An Empirical Exploration of Perceived Similarity
                                between News Article Texts and Images
                                Lucien Heitz1,2,* , Abraham Bernstein1 and Luca Rossetto1
                                1
                                    University of Zurich, Switzerland
                                1
                                    UZH - Digital Society Initiative, Switzerland


                                                                         Abstract
                                                                         The NewsImages task at MediaEval implicitly assumes that there is a one-to-one mapping between news
                                                                         articles and images, given that there is exactly one image that is considered a fit in the evaluation phase.
                                                                         In this quest for insight, we empirically explore this assumption. We conduct a user study where we
                                                                         show participants images from different sources and ask how well the image fits a given article from the
                                                                         NewsImages task. We find that 1.) there can be multiple images per article that are considered equally
                                                                         fitting, 2.) images from within the task dataset can beat the ground truth images for certain articles, and
                                                                         3.) AI-generated articles underperform in comparison with editorially selected images. Based on our
                                                                         insights, we suggest an alternative evaluation strategy for the task and a clear separation of editorial
                                                                         images and AI-generated content.

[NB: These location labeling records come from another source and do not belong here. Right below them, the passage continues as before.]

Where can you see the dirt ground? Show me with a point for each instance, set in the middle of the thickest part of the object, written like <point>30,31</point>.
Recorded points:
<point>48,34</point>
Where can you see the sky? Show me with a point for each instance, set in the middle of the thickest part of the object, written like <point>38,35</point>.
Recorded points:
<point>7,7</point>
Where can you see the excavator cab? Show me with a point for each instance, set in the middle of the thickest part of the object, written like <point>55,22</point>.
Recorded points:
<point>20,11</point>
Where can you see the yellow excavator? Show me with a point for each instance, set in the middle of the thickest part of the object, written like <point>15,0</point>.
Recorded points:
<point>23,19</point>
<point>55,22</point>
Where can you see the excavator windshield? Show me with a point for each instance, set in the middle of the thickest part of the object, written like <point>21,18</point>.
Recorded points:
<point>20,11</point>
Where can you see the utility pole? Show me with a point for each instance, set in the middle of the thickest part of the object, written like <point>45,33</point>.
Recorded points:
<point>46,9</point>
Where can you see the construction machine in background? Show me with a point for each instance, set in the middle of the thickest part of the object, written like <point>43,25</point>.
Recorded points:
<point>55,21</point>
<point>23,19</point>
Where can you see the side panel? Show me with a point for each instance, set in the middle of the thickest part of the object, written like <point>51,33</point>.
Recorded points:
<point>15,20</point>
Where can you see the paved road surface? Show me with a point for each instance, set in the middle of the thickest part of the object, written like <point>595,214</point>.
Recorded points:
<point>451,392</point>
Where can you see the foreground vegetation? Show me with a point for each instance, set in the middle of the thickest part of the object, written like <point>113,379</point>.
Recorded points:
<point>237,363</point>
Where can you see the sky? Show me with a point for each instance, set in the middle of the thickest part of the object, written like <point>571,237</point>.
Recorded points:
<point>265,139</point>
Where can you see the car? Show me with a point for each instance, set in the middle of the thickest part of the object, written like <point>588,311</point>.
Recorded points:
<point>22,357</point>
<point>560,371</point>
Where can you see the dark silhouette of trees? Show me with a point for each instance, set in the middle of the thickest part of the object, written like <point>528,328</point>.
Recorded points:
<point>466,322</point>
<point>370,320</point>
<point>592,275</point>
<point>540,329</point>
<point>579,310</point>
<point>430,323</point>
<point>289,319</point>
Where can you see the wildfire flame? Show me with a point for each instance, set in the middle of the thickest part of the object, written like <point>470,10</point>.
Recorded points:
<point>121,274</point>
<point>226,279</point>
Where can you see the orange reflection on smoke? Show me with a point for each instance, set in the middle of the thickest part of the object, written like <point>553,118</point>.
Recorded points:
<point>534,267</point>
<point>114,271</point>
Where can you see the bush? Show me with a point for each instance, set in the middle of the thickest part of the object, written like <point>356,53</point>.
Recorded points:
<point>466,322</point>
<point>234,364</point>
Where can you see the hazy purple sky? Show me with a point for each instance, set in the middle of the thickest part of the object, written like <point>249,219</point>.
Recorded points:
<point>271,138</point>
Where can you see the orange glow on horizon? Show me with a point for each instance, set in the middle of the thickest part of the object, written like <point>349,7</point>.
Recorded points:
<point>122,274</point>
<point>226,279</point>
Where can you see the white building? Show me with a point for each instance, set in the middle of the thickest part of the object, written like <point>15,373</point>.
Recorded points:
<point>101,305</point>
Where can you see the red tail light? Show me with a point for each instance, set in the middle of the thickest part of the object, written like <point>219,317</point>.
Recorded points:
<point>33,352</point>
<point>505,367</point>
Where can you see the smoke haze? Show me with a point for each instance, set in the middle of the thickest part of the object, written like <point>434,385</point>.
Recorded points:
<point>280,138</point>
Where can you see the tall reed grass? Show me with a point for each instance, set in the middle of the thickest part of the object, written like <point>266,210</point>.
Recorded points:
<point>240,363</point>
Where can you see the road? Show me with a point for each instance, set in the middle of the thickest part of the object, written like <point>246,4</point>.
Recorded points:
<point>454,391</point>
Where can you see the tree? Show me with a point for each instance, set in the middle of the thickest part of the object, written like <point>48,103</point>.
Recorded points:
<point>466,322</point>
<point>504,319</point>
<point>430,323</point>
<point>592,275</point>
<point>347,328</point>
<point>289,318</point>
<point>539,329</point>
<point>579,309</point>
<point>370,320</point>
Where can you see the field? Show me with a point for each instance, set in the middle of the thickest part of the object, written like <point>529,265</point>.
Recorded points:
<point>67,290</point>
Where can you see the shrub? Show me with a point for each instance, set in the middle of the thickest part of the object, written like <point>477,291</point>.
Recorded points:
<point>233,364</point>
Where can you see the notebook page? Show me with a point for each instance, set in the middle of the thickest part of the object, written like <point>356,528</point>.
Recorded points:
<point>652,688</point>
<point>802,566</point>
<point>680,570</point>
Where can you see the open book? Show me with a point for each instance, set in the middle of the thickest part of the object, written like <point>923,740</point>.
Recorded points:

                                1. Introduction
                                The MediaEval NewsImages benchmark [1] aims at deepening the understanding of the relation
                                between news articles and editorially selected images. The task participants are asked to come
                                up with computational means to find the correct mapping between a set of articles and images
                                in a test set. The quality of the restored mapping is assessed using measures such as Mean
                                Reciprocal Rank and Hits@k. These evaluation metrics assume—at least implicitly—that only
                                one image matches an article; all other options are deemed equally incorrect. Given a non-literal
                                relationship between the content of an article and its image, the assumption that there could
                                only ever be exactly one matching image appears to be overly restrictive.
                                   In this Quest for Insight, we empirically investigate the perceived fit between a given news
                                headline and teaser with several images. We sampled a subset of the task dataset and paired
                                every article with four images. We then asked participants to rate how fitting the images are.
                                The evaluated images include 1.) the ground truth/baseline provided by the dataset, 2.) an
                                image retrieved from an external stock image platform, 3.) an AI-generated image, and 4.) an
                                alternative image from the task dataset. We show that the NewsImage evaluation procedure
                                can lead to a situation where the task formulation promotes sub-optimal image selection. We,
                                therefore, suggest and discuss alternative evaluation strategies.
                                   Our motivation for doing so is to increase the external validity and practical applicability of
                                the insights gained from the NewsImages tasks. There is still a need for a better understanding
                                of writing headlines, assigning images to stories, as well as the tools supporting news editors.
                                The focus on perceived image fit is, therefore, only a first step in assessing the practical relevance
                                of the text-image matching strategies in this task.

                                MediaEval’23: Multimedia Evaluation Workshop, February 1–2, 2024, Amsterdam, The Netherlands and Online
                                *
                                 Corresponding author.
                                $ heitz@ifi.uzh.ch (L. Heitz); bernstein@ifi.uzh.ch (A. Bernstein); rossetto@ifi.uzh.ch (L. Rossetto)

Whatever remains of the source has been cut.